Anyway, after spending the next three days in a haze of whiskey, unprescribed painkillers, and loose women, I decided to shake off my self pity and really analyze this situation. I weighed the pros and I weighed the cons. I pondered and I explored. And finally I realized.

People don't really blog for others, they blog for themselves. The act of taking your thoughts, sorting them, structuring them, and putting them down on paper (sort of, just go with it…) is not only very therapeutic, it's a way for people to document themselves. Not for the benefit of others, but for themselves. Writing is the best medium for one's thoughts to be extracted from that abstract, byzantine mess of neurons and channels that is our minds and put into something that can be looked at and focused on. Thoughts are fleeting and very easy to manipulate, but written words, while they can be erased, must be consciously reckoned with. Put more simply, changing my thoughts to chocolate chip cookies or Jennifer Love Hewitt's unbelievably perky little sweater bunnies will not change written words.

Another funny thing about writing is that it's nearly impossible to physically write down something you don't truly believe. For instance, I just tried to type out the sentence, “My luscious lever leaves lively ladies longing left and right long after I’ve left.” While this may be one mad-man of a tongue twister, it’s not remotely true. That’s why I could not type it myself and had to get Peter North in here to help me out (with the writing you sickos, geez…) But you guys get my point. Pick something dark out of your life and try to explain it away on paper and you will find that it’s nearly impossible.

For this reason, I believe documenting oneself, or “blogging,” may be one of the most honest things one can do. And I believe that it's for this reason that people share their blogs with each other, and why people actually take interest in reading the blogs of others.
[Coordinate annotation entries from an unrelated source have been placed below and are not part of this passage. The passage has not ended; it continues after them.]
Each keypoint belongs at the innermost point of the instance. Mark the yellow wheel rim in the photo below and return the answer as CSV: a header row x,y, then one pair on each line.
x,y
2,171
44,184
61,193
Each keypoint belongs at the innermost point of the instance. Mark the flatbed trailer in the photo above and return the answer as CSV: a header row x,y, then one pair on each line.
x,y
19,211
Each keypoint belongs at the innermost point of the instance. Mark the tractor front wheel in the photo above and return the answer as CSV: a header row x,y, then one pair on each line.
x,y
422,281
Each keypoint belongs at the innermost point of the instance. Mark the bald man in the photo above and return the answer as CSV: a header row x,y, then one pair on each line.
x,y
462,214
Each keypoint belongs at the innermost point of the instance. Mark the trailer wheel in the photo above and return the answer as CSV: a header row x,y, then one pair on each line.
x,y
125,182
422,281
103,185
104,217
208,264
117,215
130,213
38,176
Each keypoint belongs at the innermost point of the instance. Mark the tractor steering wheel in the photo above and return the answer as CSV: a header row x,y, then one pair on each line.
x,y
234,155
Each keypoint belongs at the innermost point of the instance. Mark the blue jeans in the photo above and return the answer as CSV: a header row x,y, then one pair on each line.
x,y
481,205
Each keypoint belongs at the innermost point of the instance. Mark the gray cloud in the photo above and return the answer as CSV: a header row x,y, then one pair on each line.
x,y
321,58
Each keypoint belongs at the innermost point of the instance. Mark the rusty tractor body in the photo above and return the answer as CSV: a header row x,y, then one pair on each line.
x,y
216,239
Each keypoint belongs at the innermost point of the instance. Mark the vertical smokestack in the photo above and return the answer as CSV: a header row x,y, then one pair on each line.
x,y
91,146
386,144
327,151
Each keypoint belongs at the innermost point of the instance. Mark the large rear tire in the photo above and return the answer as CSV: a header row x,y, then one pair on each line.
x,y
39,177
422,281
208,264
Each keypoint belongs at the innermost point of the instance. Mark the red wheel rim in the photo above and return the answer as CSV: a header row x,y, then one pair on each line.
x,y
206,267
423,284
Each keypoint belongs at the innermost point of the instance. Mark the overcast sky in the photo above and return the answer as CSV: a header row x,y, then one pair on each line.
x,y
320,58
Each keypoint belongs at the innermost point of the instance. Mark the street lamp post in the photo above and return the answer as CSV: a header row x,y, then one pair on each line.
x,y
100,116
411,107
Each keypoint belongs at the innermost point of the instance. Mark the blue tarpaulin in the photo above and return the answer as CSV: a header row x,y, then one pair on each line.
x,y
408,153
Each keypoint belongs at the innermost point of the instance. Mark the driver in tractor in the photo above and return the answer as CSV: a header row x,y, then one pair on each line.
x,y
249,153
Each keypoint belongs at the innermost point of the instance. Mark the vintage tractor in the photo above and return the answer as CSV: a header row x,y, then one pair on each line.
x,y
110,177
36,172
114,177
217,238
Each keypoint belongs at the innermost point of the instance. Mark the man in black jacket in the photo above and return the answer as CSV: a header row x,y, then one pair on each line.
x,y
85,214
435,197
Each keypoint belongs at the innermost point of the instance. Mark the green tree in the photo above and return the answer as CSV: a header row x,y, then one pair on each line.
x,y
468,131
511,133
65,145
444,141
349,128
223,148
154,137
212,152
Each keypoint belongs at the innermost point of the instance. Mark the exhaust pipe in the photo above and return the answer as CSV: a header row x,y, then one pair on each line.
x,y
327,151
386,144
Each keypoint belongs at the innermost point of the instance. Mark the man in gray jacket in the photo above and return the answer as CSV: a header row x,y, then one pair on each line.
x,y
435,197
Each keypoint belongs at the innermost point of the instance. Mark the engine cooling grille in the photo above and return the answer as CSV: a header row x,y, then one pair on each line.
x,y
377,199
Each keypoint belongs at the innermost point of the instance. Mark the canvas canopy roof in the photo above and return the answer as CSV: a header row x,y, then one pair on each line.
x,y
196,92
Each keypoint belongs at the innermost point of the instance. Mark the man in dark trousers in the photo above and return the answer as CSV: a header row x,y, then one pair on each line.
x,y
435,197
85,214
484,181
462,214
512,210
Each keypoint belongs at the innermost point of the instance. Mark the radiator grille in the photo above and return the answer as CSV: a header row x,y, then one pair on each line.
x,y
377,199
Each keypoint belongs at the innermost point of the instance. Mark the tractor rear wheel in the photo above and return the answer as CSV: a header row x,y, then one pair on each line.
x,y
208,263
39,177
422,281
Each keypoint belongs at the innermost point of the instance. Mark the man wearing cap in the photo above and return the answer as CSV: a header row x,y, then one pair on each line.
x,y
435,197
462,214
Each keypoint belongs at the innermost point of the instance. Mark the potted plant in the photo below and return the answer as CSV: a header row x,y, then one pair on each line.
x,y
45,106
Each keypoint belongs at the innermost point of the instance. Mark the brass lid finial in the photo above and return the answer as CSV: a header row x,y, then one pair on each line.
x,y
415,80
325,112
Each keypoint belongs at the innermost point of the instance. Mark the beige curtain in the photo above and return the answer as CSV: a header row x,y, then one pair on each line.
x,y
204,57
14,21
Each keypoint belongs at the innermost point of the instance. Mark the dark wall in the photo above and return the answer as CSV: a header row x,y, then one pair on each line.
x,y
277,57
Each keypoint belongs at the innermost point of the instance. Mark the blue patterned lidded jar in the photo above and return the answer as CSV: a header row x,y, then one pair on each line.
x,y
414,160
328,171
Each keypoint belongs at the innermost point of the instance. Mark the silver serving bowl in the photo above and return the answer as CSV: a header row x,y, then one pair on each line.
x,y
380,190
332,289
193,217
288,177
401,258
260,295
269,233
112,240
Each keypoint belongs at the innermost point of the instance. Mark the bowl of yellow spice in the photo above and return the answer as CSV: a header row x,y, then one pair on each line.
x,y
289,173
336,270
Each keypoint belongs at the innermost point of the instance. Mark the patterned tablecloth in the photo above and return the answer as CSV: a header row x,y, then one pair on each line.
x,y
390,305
It's an intimate, almost voyeuristic look into someone's life. Not to mention your own.

Having said that, I think we all can agree that there are still a lot of ass-clown bloggers out there. But, it sure as hell beats watching television.

1 comment:

thirtysomething said...

Damn Skippy. Who needs TV with blogging available. Just cruise on from one addiction to the next without checking the rearview.
Oh, and to alert you so that you realize that you are going to really have to work hard to resurrect yourself, I am UNBELIEVABLY upset about having my reference and the words Star Trek alongside one another.
Revenge is so very sweet my little brother.